Slate™ Corpus is a specialized product for those who need to clean translation memories and convert them into a training corpus without the need to create the custom machine translation models. If you don’t know what any of this means, then you can skip this product.
Slate™ Corpus is one of the applications in the Slate™ Desktop suite. It’s the application that organizes translation memories by client, subject matter and project type in an inventory. It also cleans, prepares and converts the translation memories into the training corpora that build translation models.
The Slate™ Desktop and Slate™ Desktop Pro suites include this application. This stand-alone application is for customers who want to organize or clean translation memory on another computer in addition to your Slate™ Desktop computer.
These features and functions come with Slate™ Corpus.
Support for all languages and all new languages as they are released in maintenance updates. With 34 languages, it supports a total of 1,122 language pairs.
Privacy & Confidentiality
Slate™ Corpus runs on your PC. There’s no the Internet connection. They don’t log your activities like online subscription services. You’re fully in control of confidential work.
Build Engines (Models)
Organize Translation Memories
Tools that organize an inventory of translation memories by client, subject matter and project type.
Create Training Corpora
Tools that clean, prepare and convert translation memories into training corpora to build translation engines.

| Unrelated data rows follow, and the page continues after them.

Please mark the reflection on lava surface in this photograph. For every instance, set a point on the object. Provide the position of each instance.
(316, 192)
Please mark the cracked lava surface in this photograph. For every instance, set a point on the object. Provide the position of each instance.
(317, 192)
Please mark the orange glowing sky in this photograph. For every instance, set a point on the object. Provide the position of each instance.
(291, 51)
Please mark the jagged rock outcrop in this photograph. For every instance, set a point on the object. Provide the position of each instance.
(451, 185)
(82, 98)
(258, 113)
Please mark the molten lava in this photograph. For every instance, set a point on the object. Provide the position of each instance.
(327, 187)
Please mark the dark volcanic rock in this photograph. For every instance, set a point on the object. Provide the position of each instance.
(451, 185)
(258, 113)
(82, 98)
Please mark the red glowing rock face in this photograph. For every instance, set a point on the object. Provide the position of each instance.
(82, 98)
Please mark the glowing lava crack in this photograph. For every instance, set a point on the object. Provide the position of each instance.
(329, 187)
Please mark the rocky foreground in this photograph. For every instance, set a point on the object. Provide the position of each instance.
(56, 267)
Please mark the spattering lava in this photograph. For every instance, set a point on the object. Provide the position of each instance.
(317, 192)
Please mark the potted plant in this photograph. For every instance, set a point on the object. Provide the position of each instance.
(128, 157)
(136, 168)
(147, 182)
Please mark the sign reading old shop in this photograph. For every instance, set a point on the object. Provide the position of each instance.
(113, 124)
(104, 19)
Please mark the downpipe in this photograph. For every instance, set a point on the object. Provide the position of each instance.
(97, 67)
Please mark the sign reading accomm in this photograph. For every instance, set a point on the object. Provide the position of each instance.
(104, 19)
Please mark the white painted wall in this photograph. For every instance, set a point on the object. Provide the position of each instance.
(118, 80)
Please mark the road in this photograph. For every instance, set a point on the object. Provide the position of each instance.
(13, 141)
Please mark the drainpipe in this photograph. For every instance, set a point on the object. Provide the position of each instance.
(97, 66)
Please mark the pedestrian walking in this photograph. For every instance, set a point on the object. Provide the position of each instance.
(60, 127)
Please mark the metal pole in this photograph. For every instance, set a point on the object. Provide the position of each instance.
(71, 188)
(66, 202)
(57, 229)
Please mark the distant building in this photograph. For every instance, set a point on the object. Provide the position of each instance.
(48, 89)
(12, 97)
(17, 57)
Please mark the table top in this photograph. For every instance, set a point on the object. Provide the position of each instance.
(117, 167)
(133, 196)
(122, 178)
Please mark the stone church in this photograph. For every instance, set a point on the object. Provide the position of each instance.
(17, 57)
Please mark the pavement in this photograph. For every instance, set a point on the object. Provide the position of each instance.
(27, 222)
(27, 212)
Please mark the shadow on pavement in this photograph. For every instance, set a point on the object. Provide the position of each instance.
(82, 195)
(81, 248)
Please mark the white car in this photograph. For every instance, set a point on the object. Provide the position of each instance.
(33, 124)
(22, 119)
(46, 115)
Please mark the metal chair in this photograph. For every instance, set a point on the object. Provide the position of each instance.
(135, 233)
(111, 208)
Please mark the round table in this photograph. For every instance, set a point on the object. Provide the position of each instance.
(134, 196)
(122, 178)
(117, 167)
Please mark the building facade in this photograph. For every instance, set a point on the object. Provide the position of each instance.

Sample Translation Memories
Sample translation memories and other files to help you practice and learn.
Tools that automate repetitive and complicated Slate™ Desktop tasks to efficiently process large projects support a command line terminal or integration into your third-party applications.
You need to provide the following before working with Slate™ Corpus.
Hardware System Requirements
- Intel Core i3 (i7 recommended) or AMD Athlon 64 CPU (4-core x86-64, 2.4 GHz or faster)
- 4 GB of RAM (8 GB recommended)
- 2 GB of free hard-disk space for installation
- 250 GB (or more) of additional free space on a high-performance drive is required after installation
Windows Operating System (Option)
- Windows 7 64-bit Edition with Service Pack 1
- Windows 8 or 8.1 64-bit Edition
- Windows 10 64-bit Edition
- 32-bit Editions not supported
Linux Operating System (Option)
- Ubuntu 16.04 or newer (other Debian-based on request)
- CentOS/RHEL-based (other RPM-based on request)
MacOS Operating System (Option)
- To be determined, currently unsupported
- 70,000 to 150,000 sentence segments
- One full-time translator’s work for 3 to 4 years
- 200,000 to 500,000 sentence segments
- Support a team of translators
- There’s no upper limit to the number of segments
- Too many segments is an opportunity for variety that degrades performance
Slate™ Desktop reads and writes these standards-based localization file types:
- Text files with UTF-8 character encoding, Linux or Windows new line separators
- Tab-delimited files are specialized Text file (as above) with one tab per line. Text left of the tab is the source language. Text right of the tab is target language.
- TMX – translation memory exchange up to version 1.4b
- XLIFF – XML Localization Interchange File Format version 1.2 (.xlf, .xliff, .sdlxliff, .mxliff, .mqxliff)
- Gettext .po and .mo files
You can also work with file types supported by your computer-assisted translation (CAT), such as .docx, .xlsx, etc.
The installer installs and manages the following required dependencies.
Perl Scripting Runtime
Perl 64-bit version 5.28 or newer is a free open source scripting runtime environment.
Python Scripting Runtime
Python 64-bit version 3.72 or newer is a free open source scripting runtime environment. Required dependency libraries include:
License and support included with your purchase of Slate™ Desktop Crpus.
End User License Agreement
A perpetual, royalty-free end-user-license agreement (EULA) to use on your machines. No subscriptions or hidden fees.
Install and activate on any supported operating systems. Today’s support includes MS Windows and Linux. MacOS is planned.
Install, activate and work on one machine. Build engines and work on the same computer.
Maintenance updates are published occasionally with new languages, enhanced features and bug fixes.
Access to priority technical support during the period between major version updates via our online support portal, https://support.slate.rocks.
Slate™ Corpus distributes these components under their respective open source licenses.
Slate Toolkit Language Tokenizers
The language tokenizer scripts from the Slate™ Toolkit support data cleaning, conversion and processing.